Les comparaisons internationales des dépenses de santé mettent en évidence les différences tenant compte à la fois du prix des biens et services de santé et de la quantité (« volume ») de soins que les individus utilisent. Répartir les dépenses de santé en ces deux composantes aide les responsables de l’action publique à mieux comprendre les facteurs à l’origine des variations des dépenses.
Pour ce faire, il faut que les données concernant les dépenses soient exprimées dans une devise commune, et le choix de la méthode de conversion des devises peut avoir une grande influence sur les résultats et leur interprétation. Une possibilité consiste à convertir les devises locales en utilisant les taux de change du marché, mais ceux-ci sont souvent volatils. De plus, les taux de change ne sont pas nécessairement adaptés aux secteurs principalement non exportateurs comme la santé, car ils ne reflètent pas le pouvoir d’achat réel des devises sur le marché intérieur. Il est plus approprié d’utiliser les parités de pouvoir d’achat (PPA), qui tiennent compte des différences de niveau des prix à l’échelle de l’ensemble de l’économie, pour les secteurs et pour des agrégats de dépenses précis (OCDE/Eurostat, 2007[1]). En raison de leur grande disponibilité, les PPA de la CIE, qui englobent tous les biens et services consommés par les ménages, sont communément utilisées comme taux de conversion pour les dépenses de santé (voir l’indicateur « Dépenses de santé par habitant »). Cependant, le recours aux PPA de la CIE signifie que les niveaux de prix obtenus reflètent non seulement les différences en volume et en prix des services de santé, mais également les écarts de prix relatifs entre les biens et services de santé et les autres biens et services de consommation d’un pays à l’autre.
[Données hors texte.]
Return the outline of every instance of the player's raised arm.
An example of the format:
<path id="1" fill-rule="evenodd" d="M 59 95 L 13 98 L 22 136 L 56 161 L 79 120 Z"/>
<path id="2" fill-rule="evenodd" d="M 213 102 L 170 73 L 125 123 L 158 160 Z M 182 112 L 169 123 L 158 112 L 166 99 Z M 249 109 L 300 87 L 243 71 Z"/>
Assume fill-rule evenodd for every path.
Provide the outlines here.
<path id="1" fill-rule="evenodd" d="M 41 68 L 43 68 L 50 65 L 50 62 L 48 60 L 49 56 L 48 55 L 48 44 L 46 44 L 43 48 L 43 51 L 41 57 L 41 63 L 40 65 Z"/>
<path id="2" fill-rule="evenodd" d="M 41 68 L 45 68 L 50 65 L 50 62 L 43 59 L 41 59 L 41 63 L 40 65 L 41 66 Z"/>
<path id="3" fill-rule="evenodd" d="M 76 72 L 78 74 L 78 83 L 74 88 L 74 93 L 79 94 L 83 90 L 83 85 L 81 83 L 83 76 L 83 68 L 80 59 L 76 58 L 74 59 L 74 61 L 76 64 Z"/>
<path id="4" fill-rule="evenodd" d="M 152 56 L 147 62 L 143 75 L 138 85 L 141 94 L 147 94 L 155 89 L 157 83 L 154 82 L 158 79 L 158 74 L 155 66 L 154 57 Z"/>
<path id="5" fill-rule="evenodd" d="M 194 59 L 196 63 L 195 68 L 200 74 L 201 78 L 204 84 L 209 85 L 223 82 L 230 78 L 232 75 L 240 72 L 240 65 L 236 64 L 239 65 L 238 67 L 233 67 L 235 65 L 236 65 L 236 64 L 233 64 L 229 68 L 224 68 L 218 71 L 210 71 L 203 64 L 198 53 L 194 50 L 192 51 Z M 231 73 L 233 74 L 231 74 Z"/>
Le Graphique 7.6 illustre les niveaux de prix propres à la santé sur la base d’un panier standardisé de biens et services de santé dans les pays de l’OCDE. Un même ensemble de produits de santé coûte 55 % de plus que la moyenne de l’OCDE en Islande, et 52 % de plus en Suisse et aux États-Unis, les pays où les prix sont les plus élevés. L’Australie et Israël se caractérisent également par des prix relativement élevés en matière de soins de santé. À l’inverse, des pays comme la France, la Slovénie et l’Espagne affichent des niveaux de prix plus bas, le même panier de soins de santé coûtant environ deux tiers de la moyenne de l’OCDE. La Türkiye affiche les prix des soins de santé les plus bas parmi les pays de l’OCDE, à savoir 18 % seulement de la moyenne.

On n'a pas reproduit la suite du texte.